“My little Winnie! —” he said, in that voice with which he sometimes spoke his whole heart.
Winifred sprang to his neck and closing her arms there, wept as if she would weep her life away. And Rufus who had followed Winthrop in, stood beside them, tear after tear falling quietly on the hearth. Winthrop’s tears nobody knew but Winifred, and even in the bitterness of her distress she felt and tasted them all.
The November days seemed to grow short and drear with deeper shadows than common, as the last were to see the boys go off for Shagarack. The fingers that knitted grew more tremulous, and the eyes that wrought early and late were dim with more than weariness; but neither fingers nor eyes gave themselves any holiday. The work was done at last; the boxes were packed; those poor little boxes! They were but little, and they had seen service already. Of themselves they told a story. And they held now, safely packed up, the College fit-out of the two young men.
“I wonder if Shagarack is a very smart place, mamma?” said Winifred, as she crouched beside the boxes watching the packing.
“Why?”
Winifred was silent and looked thoughtfully into the box.
“Rufus and Governor will not care if it is.”
“They needn’t care,” said Asahel, who was also at the box-side. “They can bear to be not quite so smart as other folks. Mr. Haye said he never saw such a pair of young men; and I guess he didn’t.”
Winifred sighed and still looked into the box, with a face that said plainly she would like to have them smart.
“O well, mamma,” she said presently, “I guess they will look pretty nice, with all those new things; and the socks are nice, aren’t they? If it was only summer — nobody can look nicer than Winthrop when he has his white clothes on.”
“It will be summer by and by,” said Mrs. Landholm.

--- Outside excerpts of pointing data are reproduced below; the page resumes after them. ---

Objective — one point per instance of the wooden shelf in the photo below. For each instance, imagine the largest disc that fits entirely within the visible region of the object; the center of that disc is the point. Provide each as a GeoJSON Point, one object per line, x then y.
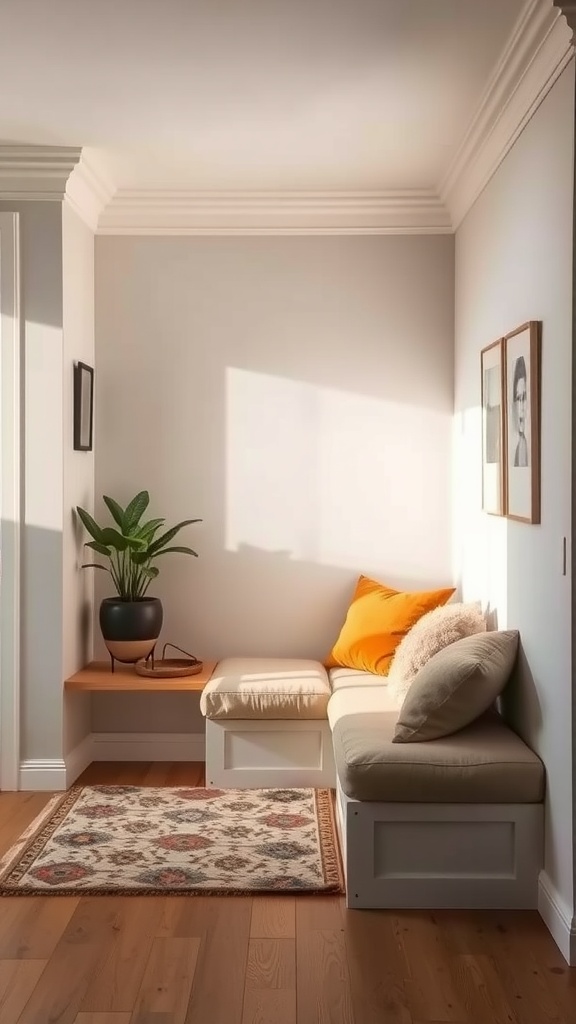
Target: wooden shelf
{"type": "Point", "coordinates": [97, 676]}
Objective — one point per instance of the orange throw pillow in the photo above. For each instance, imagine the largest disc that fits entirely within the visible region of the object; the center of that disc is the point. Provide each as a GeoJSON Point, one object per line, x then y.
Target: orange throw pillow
{"type": "Point", "coordinates": [376, 621]}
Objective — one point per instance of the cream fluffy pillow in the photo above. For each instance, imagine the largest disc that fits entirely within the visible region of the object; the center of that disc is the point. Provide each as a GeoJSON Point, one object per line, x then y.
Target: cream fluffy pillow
{"type": "Point", "coordinates": [432, 633]}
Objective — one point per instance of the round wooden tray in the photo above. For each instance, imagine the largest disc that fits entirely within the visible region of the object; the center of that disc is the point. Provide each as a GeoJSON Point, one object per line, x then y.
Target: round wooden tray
{"type": "Point", "coordinates": [168, 668]}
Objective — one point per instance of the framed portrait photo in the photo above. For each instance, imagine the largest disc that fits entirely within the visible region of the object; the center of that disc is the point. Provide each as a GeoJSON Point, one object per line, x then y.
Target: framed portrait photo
{"type": "Point", "coordinates": [522, 363]}
{"type": "Point", "coordinates": [493, 465]}
{"type": "Point", "coordinates": [83, 407]}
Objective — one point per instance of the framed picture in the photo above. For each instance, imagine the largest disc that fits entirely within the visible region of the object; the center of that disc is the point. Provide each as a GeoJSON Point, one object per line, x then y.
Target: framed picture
{"type": "Point", "coordinates": [522, 363]}
{"type": "Point", "coordinates": [493, 465]}
{"type": "Point", "coordinates": [83, 407]}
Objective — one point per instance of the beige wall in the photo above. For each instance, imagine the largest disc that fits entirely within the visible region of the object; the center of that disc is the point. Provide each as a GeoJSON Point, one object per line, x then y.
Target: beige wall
{"type": "Point", "coordinates": [513, 263]}
{"type": "Point", "coordinates": [296, 393]}
{"type": "Point", "coordinates": [78, 587]}
{"type": "Point", "coordinates": [41, 613]}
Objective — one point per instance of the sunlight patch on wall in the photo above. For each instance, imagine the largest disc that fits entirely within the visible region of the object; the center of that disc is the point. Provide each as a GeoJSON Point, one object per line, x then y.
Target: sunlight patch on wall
{"type": "Point", "coordinates": [335, 478]}
{"type": "Point", "coordinates": [480, 542]}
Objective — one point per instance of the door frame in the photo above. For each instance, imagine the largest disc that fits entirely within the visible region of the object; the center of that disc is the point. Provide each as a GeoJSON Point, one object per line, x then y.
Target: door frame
{"type": "Point", "coordinates": [10, 500]}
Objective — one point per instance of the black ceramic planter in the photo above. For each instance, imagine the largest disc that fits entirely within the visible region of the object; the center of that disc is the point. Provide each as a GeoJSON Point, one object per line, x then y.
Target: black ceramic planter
{"type": "Point", "coordinates": [130, 629]}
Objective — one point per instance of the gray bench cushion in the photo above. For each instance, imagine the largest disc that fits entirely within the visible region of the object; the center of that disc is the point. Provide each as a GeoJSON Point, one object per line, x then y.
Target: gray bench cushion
{"type": "Point", "coordinates": [486, 763]}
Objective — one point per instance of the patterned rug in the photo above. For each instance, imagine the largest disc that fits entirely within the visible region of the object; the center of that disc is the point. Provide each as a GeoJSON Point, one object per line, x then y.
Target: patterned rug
{"type": "Point", "coordinates": [123, 840]}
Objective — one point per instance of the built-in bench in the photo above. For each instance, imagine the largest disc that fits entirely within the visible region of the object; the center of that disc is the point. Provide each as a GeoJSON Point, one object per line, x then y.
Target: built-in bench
{"type": "Point", "coordinates": [451, 822]}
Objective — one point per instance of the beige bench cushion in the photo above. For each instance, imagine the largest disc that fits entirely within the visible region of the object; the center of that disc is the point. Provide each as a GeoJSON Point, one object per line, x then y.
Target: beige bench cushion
{"type": "Point", "coordinates": [486, 763]}
{"type": "Point", "coordinates": [266, 687]}
{"type": "Point", "coordinates": [343, 678]}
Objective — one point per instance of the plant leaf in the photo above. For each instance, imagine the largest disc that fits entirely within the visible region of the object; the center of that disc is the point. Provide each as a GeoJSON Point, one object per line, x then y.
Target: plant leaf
{"type": "Point", "coordinates": [167, 537]}
{"type": "Point", "coordinates": [90, 524]}
{"type": "Point", "coordinates": [96, 546]}
{"type": "Point", "coordinates": [135, 509]}
{"type": "Point", "coordinates": [117, 512]}
{"type": "Point", "coordinates": [148, 529]}
{"type": "Point", "coordinates": [136, 543]}
{"type": "Point", "coordinates": [139, 557]}
{"type": "Point", "coordinates": [183, 551]}
{"type": "Point", "coordinates": [114, 539]}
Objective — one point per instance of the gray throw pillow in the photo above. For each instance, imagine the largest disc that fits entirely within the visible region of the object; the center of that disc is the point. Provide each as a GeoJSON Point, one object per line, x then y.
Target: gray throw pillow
{"type": "Point", "coordinates": [457, 685]}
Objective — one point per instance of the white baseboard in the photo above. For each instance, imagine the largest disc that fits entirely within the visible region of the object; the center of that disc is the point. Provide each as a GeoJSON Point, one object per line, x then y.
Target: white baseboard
{"type": "Point", "coordinates": [148, 747]}
{"type": "Point", "coordinates": [42, 775]}
{"type": "Point", "coordinates": [78, 760]}
{"type": "Point", "coordinates": [558, 919]}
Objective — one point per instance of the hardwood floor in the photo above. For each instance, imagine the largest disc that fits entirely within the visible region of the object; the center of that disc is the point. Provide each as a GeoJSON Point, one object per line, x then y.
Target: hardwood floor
{"type": "Point", "coordinates": [276, 960]}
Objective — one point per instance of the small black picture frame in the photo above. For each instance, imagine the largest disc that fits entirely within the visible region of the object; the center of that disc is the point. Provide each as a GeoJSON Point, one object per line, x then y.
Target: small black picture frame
{"type": "Point", "coordinates": [83, 407]}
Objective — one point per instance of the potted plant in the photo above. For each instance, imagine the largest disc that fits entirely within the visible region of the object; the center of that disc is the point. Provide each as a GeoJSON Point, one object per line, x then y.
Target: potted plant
{"type": "Point", "coordinates": [131, 622]}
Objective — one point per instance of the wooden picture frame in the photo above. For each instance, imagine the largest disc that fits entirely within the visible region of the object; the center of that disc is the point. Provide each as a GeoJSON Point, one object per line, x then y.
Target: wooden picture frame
{"type": "Point", "coordinates": [83, 407]}
{"type": "Point", "coordinates": [493, 461]}
{"type": "Point", "coordinates": [522, 370]}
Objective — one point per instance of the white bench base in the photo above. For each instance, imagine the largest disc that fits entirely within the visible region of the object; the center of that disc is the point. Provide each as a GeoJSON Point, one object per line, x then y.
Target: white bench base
{"type": "Point", "coordinates": [269, 754]}
{"type": "Point", "coordinates": [441, 855]}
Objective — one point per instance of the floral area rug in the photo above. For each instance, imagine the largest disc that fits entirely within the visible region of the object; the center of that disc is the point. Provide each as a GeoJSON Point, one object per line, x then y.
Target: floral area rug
{"type": "Point", "coordinates": [123, 840]}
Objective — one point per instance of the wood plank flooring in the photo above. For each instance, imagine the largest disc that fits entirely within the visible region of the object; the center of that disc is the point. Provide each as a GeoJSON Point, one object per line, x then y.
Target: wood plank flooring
{"type": "Point", "coordinates": [271, 960]}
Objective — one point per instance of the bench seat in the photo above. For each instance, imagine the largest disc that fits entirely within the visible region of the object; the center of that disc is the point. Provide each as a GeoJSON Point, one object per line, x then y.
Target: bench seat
{"type": "Point", "coordinates": [451, 822]}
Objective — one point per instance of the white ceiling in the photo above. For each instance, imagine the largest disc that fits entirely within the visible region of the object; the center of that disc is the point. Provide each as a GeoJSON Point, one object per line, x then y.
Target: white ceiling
{"type": "Point", "coordinates": [252, 94]}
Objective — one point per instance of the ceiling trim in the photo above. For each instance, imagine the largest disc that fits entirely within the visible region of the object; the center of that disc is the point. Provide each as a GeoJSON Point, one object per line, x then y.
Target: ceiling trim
{"type": "Point", "coordinates": [569, 11]}
{"type": "Point", "coordinates": [36, 172]}
{"type": "Point", "coordinates": [537, 52]}
{"type": "Point", "coordinates": [88, 192]}
{"type": "Point", "coordinates": [164, 212]}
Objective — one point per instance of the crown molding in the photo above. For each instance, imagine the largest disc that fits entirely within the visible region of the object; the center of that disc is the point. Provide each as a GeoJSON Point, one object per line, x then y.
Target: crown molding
{"type": "Point", "coordinates": [88, 190]}
{"type": "Point", "coordinates": [163, 212]}
{"type": "Point", "coordinates": [36, 172]}
{"type": "Point", "coordinates": [569, 11]}
{"type": "Point", "coordinates": [537, 52]}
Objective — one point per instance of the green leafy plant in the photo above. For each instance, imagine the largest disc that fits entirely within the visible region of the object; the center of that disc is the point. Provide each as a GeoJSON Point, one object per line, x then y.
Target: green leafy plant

The evening came at last; the supper was over; and the whole family drew together round the fire. It was not a very talkative evening. They looked at each other more than they spoke; and they looked at the fire more than they did either. At last Mr. Landholm went off, recommending to all of them to go to bed. Asahel, who had been in good spirits on the matter all along, followed his father. The mother and daughter and the two boys were left alone round the kitchen fire.
They were more silent than ever then, for a good space; and four pair of eyes were bent diligently on the rising and falling flames. Only Winifred’s sometimes wandered to the face of one or the other of her brothers, but they never could abide long. It was Mrs. Landholm’s gentle voice that broke the silence.